Although the connections identity was well put together, it wasn’t that innovative, but its replacement was completely different to anything else seen on television. For its part, Channel 5’s original on-screen identity was one that didn’t fit the channel’s personality, or its off screen identity – and it wasn’t until two years later that a more appropriate one was aired.
With no corporate guidelines, the BBC had ‘zillions of logos’ and was generating new ones at a rate of two a week. With the advent of digital and the launch of more channels and services, its brand was being increasingly weakened.
In 1997, the BBC’s corporate identity across all divisions was updated, with the previous slanted underlined logo designed in 1986 far simplified. According to Lambie-Nairn, who was selected to oversee the branding of the corporation, the existing logo was dated, expensive to print and didn’t work on screen. Whilst the new logo still contained the initials BBC inside three boxes, they were now settled on their upright with the type set in Gill Sans. Lambie-Nairn described the new logo as “robust and elegant and solving all the technical problems in one hit” (Gilgrist, 1997). With guidelines that dictated that a channel, directorate, regional and other names should run to the right of the logo and also be set in Gill Sans, meant it all looked like it came from the same organisation.
It followed that with a new corporate identity, most elements of the corporation would have to be redesigned or altered to work alongside it. On television, BBC2 kept the popular 2’s and although some idents were discontinued, for those that remained only the 2 was slightly enlarged and new BBC logo and channel name added, with further idents added to the collection over the following years.
BBC1 retained the globe, however it was given a new twist by using an orange air balloon styled as a globe, and floating it above different landmarks and regions across Britain, Lambie-Nairn again aiming to reposition the channel. The use of bright orange for the balloon was in strong contrast to the earthy browns, greens and yellows as well as the blues within the sky.
Both channels kept the consistency seen in the last makeover, but this time all onscreen promotional material carried ‘BBC ONE’ or ‘BBC TWO’ centred at the bottom of the screen – this placement more suitable for the upcoming widescreen format used in digital television.
By the mid-ninetees every ITV region was back to using individual identities – with only Grampian using the original 1989 idents and graphics. At the same time, the ITV network was entering a period of consolidation and mergers amongst the franchises, threatening its regional identity.
A few years after Yorkshire and Tyne Tees Television merged, the Managing Director of the combined group, Bruce Gyngell, decided to place the two stations under a single ‘Channel 3’ umbrella brand. The board at Yorkshire Television weren’t keen about re-branding their station, but agreed to experiment with the idea at Tyne Tees, which was renamed Channel 3 North East.

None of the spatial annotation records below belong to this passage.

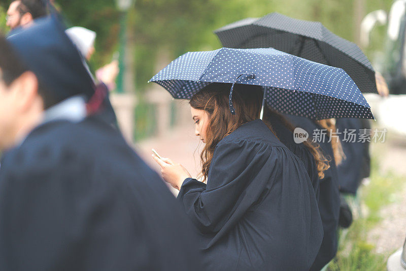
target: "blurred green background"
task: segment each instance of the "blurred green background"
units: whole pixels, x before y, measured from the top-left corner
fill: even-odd
[[[11,1],[0,3],[0,29]],[[134,84],[138,93],[156,71],[157,58],[168,61],[188,51],[215,49],[220,44],[213,31],[248,17],[273,12],[298,19],[318,21],[335,34],[357,42],[360,20],[377,9],[388,11],[392,0],[136,0],[127,17],[128,42],[134,48]],[[56,6],[72,25],[97,34],[96,52],[90,61],[95,69],[111,60],[118,48],[120,16],[113,0],[56,0]],[[382,50],[385,26],[371,33],[371,44],[363,48],[368,57]]]

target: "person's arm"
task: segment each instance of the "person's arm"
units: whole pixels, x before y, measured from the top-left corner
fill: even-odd
[[[184,181],[178,198],[200,231],[218,231],[231,217],[242,216],[258,200],[277,163],[271,153],[266,144],[222,144],[213,155],[207,185],[192,178]],[[268,170],[261,171],[263,167]],[[250,185],[256,178],[257,183]]]

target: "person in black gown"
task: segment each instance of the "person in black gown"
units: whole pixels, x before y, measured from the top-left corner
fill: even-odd
[[[295,127],[306,131],[310,138],[312,138],[314,131],[324,129],[316,122],[306,117],[288,114],[284,116]],[[341,200],[338,173],[331,144],[328,142],[327,136],[325,140],[320,142],[315,139],[319,144],[324,156],[330,160],[330,167],[324,171],[324,177],[320,179],[320,183],[319,208],[323,221],[324,237],[320,252],[311,269],[319,270],[328,263],[337,253],[337,231]]]
[[[86,116],[92,82],[59,23],[0,38],[1,269],[199,270],[163,182]]]
[[[213,83],[190,104],[196,134],[206,143],[202,177],[170,159],[154,159],[196,227],[208,270],[309,270],[323,229],[302,161],[259,116],[261,92],[228,91]],[[249,88],[249,86],[247,86]]]
[[[337,167],[340,191],[355,195],[362,179],[369,177],[370,172],[369,142],[359,135],[363,130],[369,134],[370,124],[368,119],[337,118],[335,126],[346,157]]]

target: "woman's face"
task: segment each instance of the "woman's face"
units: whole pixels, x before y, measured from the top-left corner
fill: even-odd
[[[209,114],[205,110],[196,109],[190,107],[192,119],[195,123],[195,134],[200,137],[203,143],[206,143],[206,131],[209,124]]]

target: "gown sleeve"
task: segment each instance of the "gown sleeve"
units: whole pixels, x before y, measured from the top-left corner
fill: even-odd
[[[277,157],[266,144],[220,142],[213,155],[207,185],[186,179],[178,198],[201,231],[217,232],[231,216],[242,216],[266,193],[266,183],[277,171]],[[250,186],[254,179],[260,181]]]

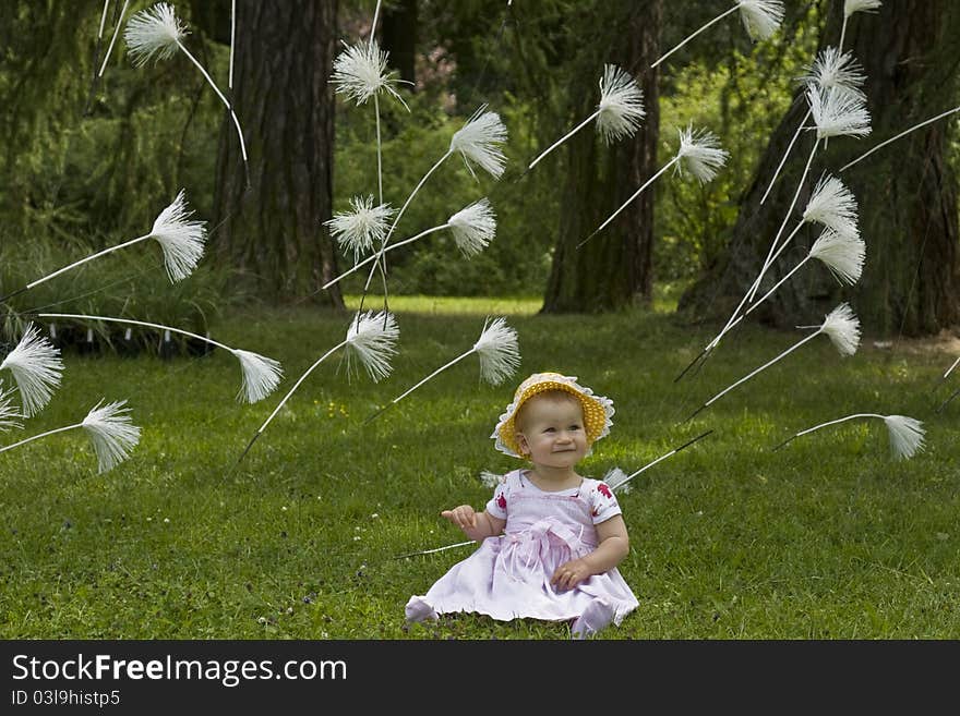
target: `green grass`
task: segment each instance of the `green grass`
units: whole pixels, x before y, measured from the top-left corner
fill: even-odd
[[[960,401],[935,412],[956,347],[869,337],[842,360],[812,341],[701,412],[705,400],[799,339],[745,326],[696,376],[674,377],[712,336],[669,313],[541,316],[536,300],[396,298],[394,374],[347,378],[322,364],[232,473],[348,314],[233,312],[212,336],[281,361],[279,390],[240,404],[224,352],[164,362],[65,356],[63,385],[23,434],[75,423],[127,398],[143,437],[98,475],[81,433],[0,454],[0,635],[4,639],[567,639],[565,626],[479,616],[404,623],[404,605],[469,548],[444,508],[482,506],[483,470],[518,463],[489,435],[523,377],[559,369],[614,400],[611,435],[583,463],[645,471],[621,503],[621,571],[639,608],[604,639],[956,639],[960,636]],[[479,380],[457,364],[377,420],[364,418],[472,345],[487,315],[519,335],[521,374]],[[712,327],[716,328],[716,327]],[[924,421],[927,450],[893,462],[879,421],[771,447],[856,412]]]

Its ident featured a large gold numeral ‘3’ from which the words North East emerged, and was put together by a design company in Leeds. It was nothing new or original, in fact it was pretty bland, and reportedly created in an afternoon. An extended ident was also produced, that sometimes featured before the local news, in which various landscapes from the region where intertwined with groups of three (three swimmers, three kids on swings etc.) as well as local personalities from the channel.
However this was as far as the brand went, and viewers were confronted with pretty much of what went before. It also caused confusion with continuity announcers often presenting the channel as “Tyne Tees Television, broadcasting on Channel 3 in the North-East” or similar mouthfuls, matched with an ident including both Channel 3 North East, and Tyne Tees names. As a result it wasn’t well received by the public and only lasted a year. The Yorkshire version of the ident was more faithful to the original ‘Chevron’ identity, with the gold ‘3’ only seen at the beginning of its ident. When Yorkshire Tyne Tees was taken over by Granada, the Channel 3 brand was scraped and the Tyne Tees name reinstated.

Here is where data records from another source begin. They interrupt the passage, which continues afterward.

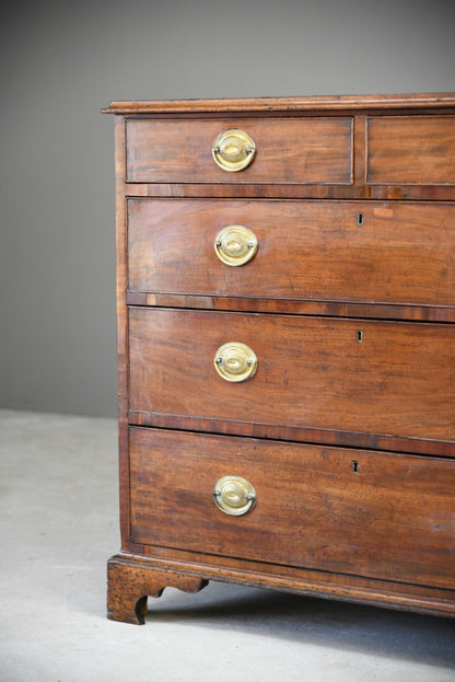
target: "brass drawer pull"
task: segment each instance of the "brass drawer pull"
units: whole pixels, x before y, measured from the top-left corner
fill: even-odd
[[[214,239],[214,252],[225,265],[244,265],[255,257],[257,238],[244,226],[226,226]]]
[[[221,132],[212,145],[214,162],[230,173],[246,169],[255,158],[256,145],[244,130],[236,128]]]
[[[226,381],[246,381],[250,379],[257,369],[256,354],[238,342],[223,344],[214,356],[214,368]]]
[[[255,506],[256,492],[252,484],[241,476],[223,476],[215,483],[213,499],[224,513],[241,517]]]

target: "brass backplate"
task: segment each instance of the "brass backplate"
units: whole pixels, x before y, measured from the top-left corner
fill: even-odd
[[[256,492],[242,476],[223,476],[213,489],[214,504],[232,517],[241,517],[256,504]]]
[[[225,265],[245,265],[257,252],[256,234],[244,226],[226,226],[214,239],[214,252]]]
[[[246,169],[256,154],[256,145],[244,130],[232,128],[221,132],[212,145],[214,162],[230,173]]]
[[[257,357],[254,350],[240,342],[229,342],[217,350],[213,359],[217,372],[225,381],[246,381],[257,369]]]

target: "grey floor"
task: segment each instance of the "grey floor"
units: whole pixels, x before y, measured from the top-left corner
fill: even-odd
[[[453,682],[455,621],[211,582],[105,617],[116,424],[0,411],[3,682]]]

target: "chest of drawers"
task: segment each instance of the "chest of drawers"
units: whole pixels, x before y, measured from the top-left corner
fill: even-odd
[[[455,94],[114,102],[121,550],[455,615]]]

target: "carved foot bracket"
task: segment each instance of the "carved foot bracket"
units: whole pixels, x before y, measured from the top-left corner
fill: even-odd
[[[143,625],[148,597],[161,597],[166,587],[199,592],[208,582],[198,576],[113,556],[107,562],[107,617]]]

Central was also another regional company to be taken over, this time by Carlton Communications, holder of the London weekday franchise, in 1994. In its first attempt at consistency across the two franchises in late 1996, both Central and Carlton in London used a set of idents designed to complement the networks programming. Here either the word CARLTON or CENTRAL (both visually similar) set in Gill Sans, morphed into rows of houses (Coronation Street), had their letters rearranged (for use before game shows), were spelt out with the phonetic alphabet (The Bill) or had footballs struck at them, and many other such treatments. Usually set in white against bright colours, this was based more on Carlton’s brand history than Central’s, but at least the Central name was retained.
However this only lasted two years, before the inevitable happened and all three regions now owned by the group were simply named Carlton, and used a new common identity. This contained Carlton’s logo that had originally been designed to warm viewers to the name when it took over the London weekday franchise in 1992, with the placement of the ‘T’ within the ‘L’ to hint at LON for London.

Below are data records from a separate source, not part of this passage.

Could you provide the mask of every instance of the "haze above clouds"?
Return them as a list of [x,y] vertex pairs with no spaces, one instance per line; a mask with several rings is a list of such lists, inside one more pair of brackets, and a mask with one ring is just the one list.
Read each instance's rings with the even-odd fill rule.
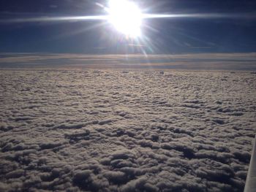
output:
[[83,55],[0,53],[1,68],[256,70],[256,53]]

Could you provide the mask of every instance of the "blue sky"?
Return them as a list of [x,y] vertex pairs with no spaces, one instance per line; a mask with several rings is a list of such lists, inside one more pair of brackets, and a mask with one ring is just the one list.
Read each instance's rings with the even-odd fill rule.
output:
[[[233,18],[173,18],[145,21],[147,42],[135,42],[103,21],[0,22],[1,53],[147,53],[256,52],[255,1],[134,1],[146,13],[217,13]],[[106,1],[97,1],[106,4]],[[1,0],[0,20],[105,14],[95,1]],[[244,17],[244,15],[246,17]],[[134,46],[137,45],[136,46]]]

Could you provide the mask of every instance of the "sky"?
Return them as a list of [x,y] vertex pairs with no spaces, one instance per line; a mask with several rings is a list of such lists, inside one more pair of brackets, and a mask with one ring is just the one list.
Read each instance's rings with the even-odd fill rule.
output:
[[[1,0],[0,53],[141,53],[256,52],[256,1],[134,1],[145,14],[203,14],[145,20],[143,40],[103,20],[8,22],[19,18],[102,15],[108,1]],[[219,17],[208,18],[215,14]],[[230,15],[222,17],[222,15]]]

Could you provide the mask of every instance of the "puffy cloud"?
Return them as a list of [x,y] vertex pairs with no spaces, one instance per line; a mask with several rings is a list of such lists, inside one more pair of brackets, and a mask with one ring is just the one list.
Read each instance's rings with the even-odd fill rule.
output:
[[2,70],[0,191],[242,191],[255,78]]

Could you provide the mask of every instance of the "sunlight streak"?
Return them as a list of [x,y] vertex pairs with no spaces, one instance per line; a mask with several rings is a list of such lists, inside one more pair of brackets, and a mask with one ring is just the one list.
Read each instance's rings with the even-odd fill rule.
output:
[[[195,19],[248,19],[255,20],[256,14],[241,13],[195,13],[195,14],[141,14],[143,19],[157,18],[195,18]],[[14,19],[0,19],[1,23],[36,23],[36,22],[59,22],[59,21],[86,21],[109,20],[110,15],[89,16],[64,16],[64,17],[37,17]]]

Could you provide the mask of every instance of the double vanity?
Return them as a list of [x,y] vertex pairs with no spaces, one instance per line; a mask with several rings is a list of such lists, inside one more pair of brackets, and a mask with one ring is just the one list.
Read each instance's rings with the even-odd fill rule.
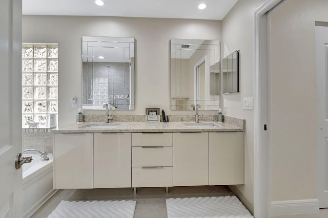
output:
[[54,188],[243,184],[244,130],[220,122],[90,122],[54,129]]

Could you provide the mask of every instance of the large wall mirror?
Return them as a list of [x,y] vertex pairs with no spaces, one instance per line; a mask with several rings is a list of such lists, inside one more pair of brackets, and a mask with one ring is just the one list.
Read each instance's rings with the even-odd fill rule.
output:
[[222,60],[223,94],[239,92],[239,52],[235,51]]
[[134,38],[82,37],[82,108],[134,110]]
[[217,110],[220,41],[171,39],[171,88],[172,110]]

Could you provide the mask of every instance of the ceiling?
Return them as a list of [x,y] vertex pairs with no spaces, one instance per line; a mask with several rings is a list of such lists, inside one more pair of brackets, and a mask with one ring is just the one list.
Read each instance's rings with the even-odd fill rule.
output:
[[[238,0],[23,0],[23,14],[222,20]],[[199,4],[207,8],[199,10]]]

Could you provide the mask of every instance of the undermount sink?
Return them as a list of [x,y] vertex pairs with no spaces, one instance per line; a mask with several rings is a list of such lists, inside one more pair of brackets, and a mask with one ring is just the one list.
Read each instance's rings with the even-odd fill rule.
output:
[[183,125],[189,128],[217,128],[220,127],[220,124],[208,123],[183,123]]
[[93,129],[108,129],[114,128],[118,126],[120,123],[101,123],[96,124],[88,124],[83,126],[83,128]]

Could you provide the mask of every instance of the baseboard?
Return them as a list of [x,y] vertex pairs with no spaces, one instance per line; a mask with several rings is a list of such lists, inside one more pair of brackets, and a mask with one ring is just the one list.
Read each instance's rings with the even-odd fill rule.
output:
[[33,207],[32,207],[29,210],[26,211],[24,215],[24,217],[30,217],[35,213],[35,212],[43,206],[54,194],[58,191],[58,189],[52,189],[47,194],[46,194],[41,200],[38,201]]
[[230,189],[231,189],[231,190],[237,195],[238,198],[239,199],[239,200],[240,200],[241,203],[242,203],[242,204],[244,205],[245,207],[247,208],[247,209],[251,212],[251,213],[252,213],[252,215],[254,214],[254,205],[252,204],[251,204],[249,201],[249,200],[247,200],[246,198],[245,198],[245,197],[244,196],[243,194],[242,194],[241,192],[239,191],[239,189],[238,189],[238,188],[237,188],[237,187],[236,187],[236,186],[234,185],[229,185],[228,186],[229,187]]
[[318,213],[319,207],[318,199],[273,201],[271,215]]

Yet again, the ITV network was divided and segregated. Almost ten years after English and Pockett designed its first identity, ITV now wanted an identity that “better reflected the channels mass appeal and unique position in British TV as the channel closest to peoples heart” and one that “moved away from a distant, corporate image to a more consumer friendly brand” (Futurebrand.com, 2002). English and Pockett was again the company responsible for this new image, and saw a new logo with yellow lowercase ITV initials set inside a blue rectangle. These colours were chosen to reflect the networks heritage and took colours predominating in the logos of most regional companies. A year later, its onscreen implementation was introduced, and again a dual branding system was devised for nine of the 14 regional companies. 16 different street level sequences were created showing activities of ordinary people in Britain – such as moving house, hanging out the washing, painting a floor – that revealed the heart motive at the end of the sequence.
That is not to say that the hearts identity was universally appropriate, as was proven in the LWT region. With a long-standing reputation as the region for producing the majority of the networks weekend entertainment, and in London exclusively seen as an identity for the weekend, the hearts theme in its original format just didn’t fit. A more appropriate version was devised in which a camera panned across a video wall showing clips from the pervious hearts idents as well as LWT branding. The music was also changed to be far more upbeat.
Only nine of the 14 regions used these idents. Ulster Television (UTV) had by now developed a completely separate identity to that of ITV, and the Scottish regions (Scottish and Grampian) now both owned by Scottish Media Group opted out and had a separate identity created involving a blue square and images of Scots of all ages in daily activities. Also, the three Carlton Communication owned regions (Central, Westcountry and Carlton) since renamed Carlton used an alternative – though still based on the hearts theme. The Lambie-Nairn produced idents indicated that Carlton was the star of the ITV network and was reflected on-screen with animations of various hearts that have a star in the corner before ending with a standardised Carlton title. In effect, ITV was now seemingly four different regions: UTV, and those owned by Carlton, Scottish and Granada media groups.
Whilst the BBC tried to reflect its public service image (bringing the world to every corner of Britain), it brought with it a recognition of the rest of Britain. Indeed, it was the first time that BBC1 had used such strong regional elements in its identity. ITV was also trying to display its credentials as not only Britain’s most popular channel, but as that closest to peoples hearts. But this was at a time when many regional names and identities were disappearing, each providing a strong link with viewers. It turned out that whilst the BBC was becoming more regionalised (a fact reflected in its programme scheduling and budgets), ITV was becoming more centralised, both on and off screen.